In the West, however, the bugs came only in the second half of the sixth century A.D., thanks to two monks sent to China by the Emperor Justinian. Sericulture spread, therefore, first to Constantinople, then to Greece and then to Italy – where it is already attested in 1036, in the province of Avellino. And from Italy bugs spread, then in other European countries.
So it was in southern Italy that silk had its greatest development under the Normans, especially with Ruggero II, and then with Federico II of Swabia. The oldest document that testifies to the mulberry- silk growing in Italy is in April 1036: it is a Memoratorium rogationis, drawn up in Avellino, with which these Giovanni and Pietro take in rent for 15 years by the abbot of San Modesto in Benevento the whole grange of Summonte, also pledging to cultivate and raise silkworms.
Since then there have been no news on the production, until 1773, when Ferdinando IV of Bourbon introduced in San Leucio a manufactory of silk veils that then as “Colonia di San Leucio” became the center of silk production of the Kingdom of Naples. So lampassi, velvets, damasks and brocades in pure silk reached the most refined courts of Europe.
This history of the brightest thread in the world that in the first months of 2015 saw interrupted its course with the announcement of the closure of the last silk factory still active in the Real Colonia della Seta founded by the Bourbons in the eighteenth century, evidence of a cultural and social reality and unrepeatable Italian handicraft history.
It was this sad news to arouse in Clementina Imperiali, proud of his noble Neapolitan origin, a strong desire to recover those fabrics, the most beautiful and precious, a symbol of modernity and elegance Bourbon.

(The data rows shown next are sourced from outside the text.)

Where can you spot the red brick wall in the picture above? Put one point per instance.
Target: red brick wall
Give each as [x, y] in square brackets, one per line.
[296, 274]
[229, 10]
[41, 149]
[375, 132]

And from those ancient, traditional and noble silks made in San Leucio, Clementina has created elegant bags with refined closures and refined details like coral branches and boule bronze and yellow jade to recall that ancient bond with the homeland, the Empire Chinese.
The first capsule collection of timeless bags, all unique pieces, it went off in a jiffy.
But you can achieve the dream of being able to show off these precious hand bags, carrying at the same time a piece of glorious Italian history: Clementina realizes them to order. After all we are made of the same stuff of our dreams and if this fabric is silk of San Leucio is even better achieve them!